Carson McCullers' The Heart is a Lonely Hunter definitively settles the argument, if there ever was any, as to whether sadness can be beautiful. It shows not only that it can be, but that it is.
The Heart is a Lonely Hunter succeeds by being a profoundly sensitive and astute study of human emotion and loneliness. That McCullers wrote it when she was twenty-three illustrates her preternatural abilities as an observer of the troubled and forlorn.

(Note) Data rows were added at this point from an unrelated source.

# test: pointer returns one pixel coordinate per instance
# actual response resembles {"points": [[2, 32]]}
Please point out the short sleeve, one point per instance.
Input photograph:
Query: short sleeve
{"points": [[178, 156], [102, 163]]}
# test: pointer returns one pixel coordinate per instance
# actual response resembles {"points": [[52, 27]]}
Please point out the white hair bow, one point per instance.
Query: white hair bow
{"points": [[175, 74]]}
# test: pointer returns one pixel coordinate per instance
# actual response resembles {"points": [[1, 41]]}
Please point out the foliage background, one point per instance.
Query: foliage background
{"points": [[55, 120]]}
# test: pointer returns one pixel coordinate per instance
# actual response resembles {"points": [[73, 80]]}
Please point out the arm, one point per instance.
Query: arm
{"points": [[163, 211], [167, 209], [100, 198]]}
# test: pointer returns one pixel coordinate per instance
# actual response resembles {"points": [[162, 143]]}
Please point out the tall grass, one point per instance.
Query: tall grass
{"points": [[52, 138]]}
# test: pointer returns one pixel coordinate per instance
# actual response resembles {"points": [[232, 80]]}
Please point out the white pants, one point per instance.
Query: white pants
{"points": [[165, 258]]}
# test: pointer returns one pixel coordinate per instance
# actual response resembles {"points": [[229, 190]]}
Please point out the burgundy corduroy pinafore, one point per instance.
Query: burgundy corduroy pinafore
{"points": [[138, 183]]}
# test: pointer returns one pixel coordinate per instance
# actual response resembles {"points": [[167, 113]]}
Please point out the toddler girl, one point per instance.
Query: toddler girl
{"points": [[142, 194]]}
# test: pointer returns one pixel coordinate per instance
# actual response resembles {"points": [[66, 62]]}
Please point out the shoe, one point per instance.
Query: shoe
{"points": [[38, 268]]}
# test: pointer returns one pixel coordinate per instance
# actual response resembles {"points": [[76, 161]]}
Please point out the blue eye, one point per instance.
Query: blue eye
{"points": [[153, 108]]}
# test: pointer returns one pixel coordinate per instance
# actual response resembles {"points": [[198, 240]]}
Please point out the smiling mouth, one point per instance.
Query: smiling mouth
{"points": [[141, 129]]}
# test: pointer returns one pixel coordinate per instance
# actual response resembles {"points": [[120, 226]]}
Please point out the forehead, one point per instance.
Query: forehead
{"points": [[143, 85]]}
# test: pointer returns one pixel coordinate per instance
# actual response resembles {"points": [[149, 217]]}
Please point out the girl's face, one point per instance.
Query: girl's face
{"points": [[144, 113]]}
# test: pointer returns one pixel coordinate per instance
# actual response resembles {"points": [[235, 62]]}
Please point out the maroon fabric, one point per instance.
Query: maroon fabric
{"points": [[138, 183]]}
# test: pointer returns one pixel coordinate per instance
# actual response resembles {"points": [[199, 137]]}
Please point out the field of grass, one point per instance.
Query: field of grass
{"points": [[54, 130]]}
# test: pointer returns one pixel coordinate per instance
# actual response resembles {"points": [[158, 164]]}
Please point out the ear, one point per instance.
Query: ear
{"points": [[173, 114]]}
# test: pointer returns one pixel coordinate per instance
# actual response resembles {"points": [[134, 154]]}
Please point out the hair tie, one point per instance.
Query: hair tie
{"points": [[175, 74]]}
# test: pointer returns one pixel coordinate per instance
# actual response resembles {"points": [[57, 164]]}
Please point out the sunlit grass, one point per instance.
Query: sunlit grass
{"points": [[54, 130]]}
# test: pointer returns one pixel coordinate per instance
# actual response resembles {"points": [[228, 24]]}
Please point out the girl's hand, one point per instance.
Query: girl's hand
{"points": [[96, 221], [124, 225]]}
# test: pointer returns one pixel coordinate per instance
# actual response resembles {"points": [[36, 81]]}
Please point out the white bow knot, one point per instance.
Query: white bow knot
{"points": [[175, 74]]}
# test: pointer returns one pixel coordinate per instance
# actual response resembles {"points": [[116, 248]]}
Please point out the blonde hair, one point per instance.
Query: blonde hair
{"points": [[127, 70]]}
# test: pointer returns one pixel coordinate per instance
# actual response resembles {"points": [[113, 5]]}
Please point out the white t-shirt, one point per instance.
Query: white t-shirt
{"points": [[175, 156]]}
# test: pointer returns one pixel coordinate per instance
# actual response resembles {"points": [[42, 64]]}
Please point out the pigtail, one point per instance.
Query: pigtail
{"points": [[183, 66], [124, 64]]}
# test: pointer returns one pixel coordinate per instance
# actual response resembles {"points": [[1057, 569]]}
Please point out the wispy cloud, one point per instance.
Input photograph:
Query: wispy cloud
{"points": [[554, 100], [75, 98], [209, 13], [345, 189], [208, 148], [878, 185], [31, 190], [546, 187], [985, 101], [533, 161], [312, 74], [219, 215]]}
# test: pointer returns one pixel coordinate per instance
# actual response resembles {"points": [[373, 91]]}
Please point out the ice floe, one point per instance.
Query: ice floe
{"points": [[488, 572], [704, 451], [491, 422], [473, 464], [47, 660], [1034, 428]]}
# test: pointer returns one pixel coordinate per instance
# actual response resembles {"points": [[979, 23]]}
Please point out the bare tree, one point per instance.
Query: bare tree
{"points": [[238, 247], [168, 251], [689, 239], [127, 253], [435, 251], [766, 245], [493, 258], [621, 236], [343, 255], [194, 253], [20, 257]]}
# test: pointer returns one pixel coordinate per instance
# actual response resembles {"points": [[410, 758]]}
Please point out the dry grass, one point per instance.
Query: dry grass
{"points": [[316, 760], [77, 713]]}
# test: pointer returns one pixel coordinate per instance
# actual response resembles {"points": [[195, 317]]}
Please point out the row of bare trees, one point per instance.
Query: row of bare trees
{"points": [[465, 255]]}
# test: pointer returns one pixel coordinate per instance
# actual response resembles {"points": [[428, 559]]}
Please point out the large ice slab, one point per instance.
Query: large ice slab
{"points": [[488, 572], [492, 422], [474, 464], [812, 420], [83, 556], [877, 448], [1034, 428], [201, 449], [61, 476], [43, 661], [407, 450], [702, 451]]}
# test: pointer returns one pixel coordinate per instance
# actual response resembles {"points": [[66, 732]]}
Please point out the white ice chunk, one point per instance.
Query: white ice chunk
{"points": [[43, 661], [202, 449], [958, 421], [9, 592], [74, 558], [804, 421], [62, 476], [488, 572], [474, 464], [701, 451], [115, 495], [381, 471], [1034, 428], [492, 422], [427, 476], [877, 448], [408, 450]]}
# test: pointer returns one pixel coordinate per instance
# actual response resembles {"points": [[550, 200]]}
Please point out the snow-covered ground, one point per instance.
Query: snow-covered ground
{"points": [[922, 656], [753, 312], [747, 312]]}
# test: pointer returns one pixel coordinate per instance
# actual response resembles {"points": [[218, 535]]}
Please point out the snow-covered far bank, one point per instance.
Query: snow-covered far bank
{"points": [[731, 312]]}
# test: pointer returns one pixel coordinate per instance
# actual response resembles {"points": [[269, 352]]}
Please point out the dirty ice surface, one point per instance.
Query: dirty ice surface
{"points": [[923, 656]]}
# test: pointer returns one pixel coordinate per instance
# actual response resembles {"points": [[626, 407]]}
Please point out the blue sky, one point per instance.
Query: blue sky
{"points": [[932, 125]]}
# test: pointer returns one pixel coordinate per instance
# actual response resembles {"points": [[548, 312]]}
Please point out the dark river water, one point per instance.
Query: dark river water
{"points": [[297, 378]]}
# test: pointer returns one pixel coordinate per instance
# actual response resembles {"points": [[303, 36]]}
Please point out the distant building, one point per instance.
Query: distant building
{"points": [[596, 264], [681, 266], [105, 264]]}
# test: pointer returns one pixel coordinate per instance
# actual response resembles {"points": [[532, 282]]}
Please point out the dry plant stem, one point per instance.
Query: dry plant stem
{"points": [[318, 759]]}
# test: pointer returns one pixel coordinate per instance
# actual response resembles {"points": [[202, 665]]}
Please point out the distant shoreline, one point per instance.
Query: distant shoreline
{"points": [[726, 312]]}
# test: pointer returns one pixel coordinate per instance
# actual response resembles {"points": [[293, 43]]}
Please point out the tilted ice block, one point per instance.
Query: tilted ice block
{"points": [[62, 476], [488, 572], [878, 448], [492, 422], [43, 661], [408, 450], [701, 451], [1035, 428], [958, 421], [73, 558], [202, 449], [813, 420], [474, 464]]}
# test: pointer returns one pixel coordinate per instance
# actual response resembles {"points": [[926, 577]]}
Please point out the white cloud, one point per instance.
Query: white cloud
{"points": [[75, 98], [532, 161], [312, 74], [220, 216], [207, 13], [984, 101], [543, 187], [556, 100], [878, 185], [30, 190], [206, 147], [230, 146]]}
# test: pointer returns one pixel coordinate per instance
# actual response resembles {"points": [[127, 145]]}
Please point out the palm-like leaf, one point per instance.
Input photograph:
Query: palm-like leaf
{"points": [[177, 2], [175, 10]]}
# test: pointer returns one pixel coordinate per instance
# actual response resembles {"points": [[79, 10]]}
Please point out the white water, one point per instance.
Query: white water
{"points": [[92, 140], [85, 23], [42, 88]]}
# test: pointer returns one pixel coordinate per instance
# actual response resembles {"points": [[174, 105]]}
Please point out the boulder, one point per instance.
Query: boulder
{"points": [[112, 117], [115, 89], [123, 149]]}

I have the modern sensibility's preference for a firm story arc with clearly defined elements, so I found that plot was not the strong point of The Heart is a Lonely Hunter. It drifts across a Georgia mill town in the grip of the Great Depression, gently coming to rest on the very separate spheres of several isolated characters whose worlds gently collide but never fully intersecting. There’s Mick Kelly, the teenage girl whose growing pains are made more acute by her family’s desperate poverty. There’s Doctor Copeland, an icy and rigid African-American doctor separate from his community – and even his own family – by his strictness and rigor. And lastly, there is Singer, the mysterious deaf-mute upon whom everyone projects their own needs and wants. Together, these characters create an engaging psychological landscape of great clarity and depth.
McCullers' strength is that her observations are consistently perceptive yet always gentle. There is never the suggestion that anyone she writes about is unredeemable; lost, perhaps, but never worthless. To say she is sympathetic is possibly a mischaracterization; “graceful” and “compassionate” might be better word choices.
My quick Google search on McCullers reveals that she died young after leading a pretty sad life. I hope it would be some consolation to her to know that this, arguably her most famous work, is a contribution to the world that has yet, in my mind, to be successfully imitated.